I suspect this might be firewall related.

Can you see if:

networking.firewall.trustedInterfaces = [ "cni0" "flannel.1" ];
networking.firewall.extraCommands = ''
    iptables -A nixos-fw -p tcp --source 192.168.1.0/24 -m udp --dport 8472 -j nixos-fw-accept
'';

makes a difference, or if that doesn't, whether temporarily disabling the firewall does (assuming you can safely do that experiment)?

The above flannel vxlan port is taken from https://rancher.com/docs/k3s/latest/en/installation/installation-requirements/#networking

The k3s module doesn't do any firewall setup, even though it really should by default... but before going off into any weeds there, let's verify that is the issue, and that it's not something else.

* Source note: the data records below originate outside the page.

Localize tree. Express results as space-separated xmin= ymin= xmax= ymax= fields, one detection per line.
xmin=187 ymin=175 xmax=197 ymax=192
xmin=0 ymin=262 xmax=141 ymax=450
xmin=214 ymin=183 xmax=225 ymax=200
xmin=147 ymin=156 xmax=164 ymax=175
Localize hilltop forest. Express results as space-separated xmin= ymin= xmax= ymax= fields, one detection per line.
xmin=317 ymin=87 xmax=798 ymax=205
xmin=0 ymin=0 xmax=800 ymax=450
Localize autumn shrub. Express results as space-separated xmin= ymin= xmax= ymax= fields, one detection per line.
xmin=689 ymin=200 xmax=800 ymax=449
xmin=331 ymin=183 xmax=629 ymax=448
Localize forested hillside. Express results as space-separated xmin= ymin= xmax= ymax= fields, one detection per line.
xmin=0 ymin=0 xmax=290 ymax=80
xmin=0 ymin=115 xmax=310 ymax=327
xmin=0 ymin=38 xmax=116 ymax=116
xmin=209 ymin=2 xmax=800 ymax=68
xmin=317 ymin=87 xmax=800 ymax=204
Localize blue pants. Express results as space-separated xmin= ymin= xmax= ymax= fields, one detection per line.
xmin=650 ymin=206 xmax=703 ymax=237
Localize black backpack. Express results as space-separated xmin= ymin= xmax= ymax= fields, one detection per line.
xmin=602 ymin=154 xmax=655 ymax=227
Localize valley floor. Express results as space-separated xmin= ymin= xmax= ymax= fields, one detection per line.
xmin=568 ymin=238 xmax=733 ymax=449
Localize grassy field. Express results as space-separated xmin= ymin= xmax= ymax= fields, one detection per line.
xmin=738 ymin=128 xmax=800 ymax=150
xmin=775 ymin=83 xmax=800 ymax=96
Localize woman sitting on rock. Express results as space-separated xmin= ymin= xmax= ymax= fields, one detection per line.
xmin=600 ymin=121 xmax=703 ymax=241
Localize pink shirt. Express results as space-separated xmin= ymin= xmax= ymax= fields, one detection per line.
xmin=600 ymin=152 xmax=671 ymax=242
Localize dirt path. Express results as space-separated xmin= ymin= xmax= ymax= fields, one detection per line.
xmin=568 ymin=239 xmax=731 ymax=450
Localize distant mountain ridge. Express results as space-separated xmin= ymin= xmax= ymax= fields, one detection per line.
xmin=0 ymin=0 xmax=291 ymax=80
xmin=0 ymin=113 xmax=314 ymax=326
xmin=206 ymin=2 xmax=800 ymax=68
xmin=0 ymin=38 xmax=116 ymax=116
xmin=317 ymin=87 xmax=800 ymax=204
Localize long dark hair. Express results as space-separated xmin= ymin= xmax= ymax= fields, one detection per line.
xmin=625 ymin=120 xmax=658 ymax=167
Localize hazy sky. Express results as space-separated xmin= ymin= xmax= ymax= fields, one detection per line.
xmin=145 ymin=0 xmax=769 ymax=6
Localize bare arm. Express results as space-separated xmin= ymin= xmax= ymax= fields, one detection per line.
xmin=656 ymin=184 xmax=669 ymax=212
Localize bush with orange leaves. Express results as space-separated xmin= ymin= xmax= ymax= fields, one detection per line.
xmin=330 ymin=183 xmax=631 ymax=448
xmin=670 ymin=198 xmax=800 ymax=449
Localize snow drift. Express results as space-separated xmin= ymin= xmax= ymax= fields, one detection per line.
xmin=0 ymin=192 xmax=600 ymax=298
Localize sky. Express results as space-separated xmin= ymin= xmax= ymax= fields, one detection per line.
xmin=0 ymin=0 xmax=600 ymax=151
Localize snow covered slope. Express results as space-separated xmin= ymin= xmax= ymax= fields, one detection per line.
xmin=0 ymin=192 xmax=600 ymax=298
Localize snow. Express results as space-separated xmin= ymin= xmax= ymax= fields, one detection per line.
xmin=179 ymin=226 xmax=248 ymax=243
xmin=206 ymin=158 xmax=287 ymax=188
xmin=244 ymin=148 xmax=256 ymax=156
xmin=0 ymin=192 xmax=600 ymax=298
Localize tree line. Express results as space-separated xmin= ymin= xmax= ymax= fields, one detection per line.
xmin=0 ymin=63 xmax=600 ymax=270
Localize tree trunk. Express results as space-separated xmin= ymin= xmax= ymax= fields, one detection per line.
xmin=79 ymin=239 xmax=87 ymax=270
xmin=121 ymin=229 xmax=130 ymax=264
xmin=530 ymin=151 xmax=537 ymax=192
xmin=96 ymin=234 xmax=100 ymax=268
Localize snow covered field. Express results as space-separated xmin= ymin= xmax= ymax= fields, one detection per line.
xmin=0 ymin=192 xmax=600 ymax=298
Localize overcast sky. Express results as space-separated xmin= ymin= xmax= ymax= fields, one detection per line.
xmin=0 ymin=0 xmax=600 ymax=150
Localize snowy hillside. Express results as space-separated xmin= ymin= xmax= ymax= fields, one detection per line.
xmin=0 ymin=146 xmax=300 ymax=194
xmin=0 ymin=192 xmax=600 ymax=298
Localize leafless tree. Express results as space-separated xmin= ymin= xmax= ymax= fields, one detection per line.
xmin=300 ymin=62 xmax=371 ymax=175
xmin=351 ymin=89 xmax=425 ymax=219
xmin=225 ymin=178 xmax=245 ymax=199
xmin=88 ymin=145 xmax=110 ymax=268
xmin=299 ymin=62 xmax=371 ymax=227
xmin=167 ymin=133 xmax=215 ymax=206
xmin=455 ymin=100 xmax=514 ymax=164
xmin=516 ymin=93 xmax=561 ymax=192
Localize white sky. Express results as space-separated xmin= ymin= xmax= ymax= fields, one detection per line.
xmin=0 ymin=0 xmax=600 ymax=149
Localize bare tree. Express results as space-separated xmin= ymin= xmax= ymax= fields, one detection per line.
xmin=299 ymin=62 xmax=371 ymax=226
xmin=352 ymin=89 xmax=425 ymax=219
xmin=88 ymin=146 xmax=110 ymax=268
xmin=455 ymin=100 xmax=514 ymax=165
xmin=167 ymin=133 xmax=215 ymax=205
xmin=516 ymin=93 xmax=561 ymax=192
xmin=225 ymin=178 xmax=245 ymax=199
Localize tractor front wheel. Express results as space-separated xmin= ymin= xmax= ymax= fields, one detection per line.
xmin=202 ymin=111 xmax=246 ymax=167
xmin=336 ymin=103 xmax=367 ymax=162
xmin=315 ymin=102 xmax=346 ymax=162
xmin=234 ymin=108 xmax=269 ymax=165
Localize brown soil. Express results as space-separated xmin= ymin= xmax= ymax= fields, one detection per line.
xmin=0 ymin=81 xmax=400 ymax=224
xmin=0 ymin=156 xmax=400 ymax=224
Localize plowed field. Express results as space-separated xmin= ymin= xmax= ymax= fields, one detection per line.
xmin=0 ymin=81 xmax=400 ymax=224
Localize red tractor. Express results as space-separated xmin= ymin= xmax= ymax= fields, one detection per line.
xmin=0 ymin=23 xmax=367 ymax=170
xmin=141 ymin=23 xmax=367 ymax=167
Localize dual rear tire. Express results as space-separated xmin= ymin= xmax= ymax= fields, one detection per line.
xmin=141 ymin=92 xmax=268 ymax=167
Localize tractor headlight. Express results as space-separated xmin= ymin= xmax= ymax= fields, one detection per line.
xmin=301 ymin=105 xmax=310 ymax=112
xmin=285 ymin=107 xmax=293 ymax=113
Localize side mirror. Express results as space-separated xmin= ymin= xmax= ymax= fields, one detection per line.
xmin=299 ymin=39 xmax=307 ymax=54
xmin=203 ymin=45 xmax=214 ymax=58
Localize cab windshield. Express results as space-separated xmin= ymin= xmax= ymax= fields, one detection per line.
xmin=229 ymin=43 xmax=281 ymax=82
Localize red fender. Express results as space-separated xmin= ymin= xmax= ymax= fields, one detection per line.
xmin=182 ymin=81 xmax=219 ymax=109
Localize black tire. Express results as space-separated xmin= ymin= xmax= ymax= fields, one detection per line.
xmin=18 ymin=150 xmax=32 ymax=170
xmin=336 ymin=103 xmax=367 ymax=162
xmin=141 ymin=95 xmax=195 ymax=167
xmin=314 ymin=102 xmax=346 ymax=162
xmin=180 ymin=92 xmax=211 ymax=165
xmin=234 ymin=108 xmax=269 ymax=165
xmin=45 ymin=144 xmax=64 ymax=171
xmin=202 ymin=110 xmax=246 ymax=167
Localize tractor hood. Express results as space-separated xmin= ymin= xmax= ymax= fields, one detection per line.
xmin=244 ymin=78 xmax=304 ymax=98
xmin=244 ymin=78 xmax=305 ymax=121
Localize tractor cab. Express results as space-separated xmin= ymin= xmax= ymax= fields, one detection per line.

(thanks for trying the module and reporting this issue btw!)

collinarnett commented 2 years ago

Thank you so much for getting back to me so quickly.

I tried both of the suggestions you made and neither of them worked. Running without a firewall and running the busybox test with your configuration resulted in the same output, although I'm not sure If I should be running any additional commands other than nixos-rebuild switch in between changes.

I had a look at: https://github.com/TUM-DSE/doctor-cluster-config/blob/master/modules/k3s/k3s-reset-node but I'm not sure if it's necessary to run that after any configuration change.

superherointj commented 2 years ago

image Works for me using RPi4.

  boot.kernelModules = [ "overlay" "br_netfilter" ]; # Needed for K3s?
  boot.kernel.sysctl = {
    "net.bridge-nf-call-ip6tables" = 1;
    "net.bridge-nf-call-iptables" = 1;
    "net.ipv4.ip_forward" = 1;
  };

Have you added this?

My k3s config (lots of junk): https://termbin.com/2kea

collinarnett commented 2 years ago

I figured it out after many ablations that what I was missing was opening these ports on both machines.

networking.firewall.allowedTCPPorts = [ 6443 ];
networking.firewall.allowedUDPPorts = [ 8472 ];

I didn't need any other additions to my configs.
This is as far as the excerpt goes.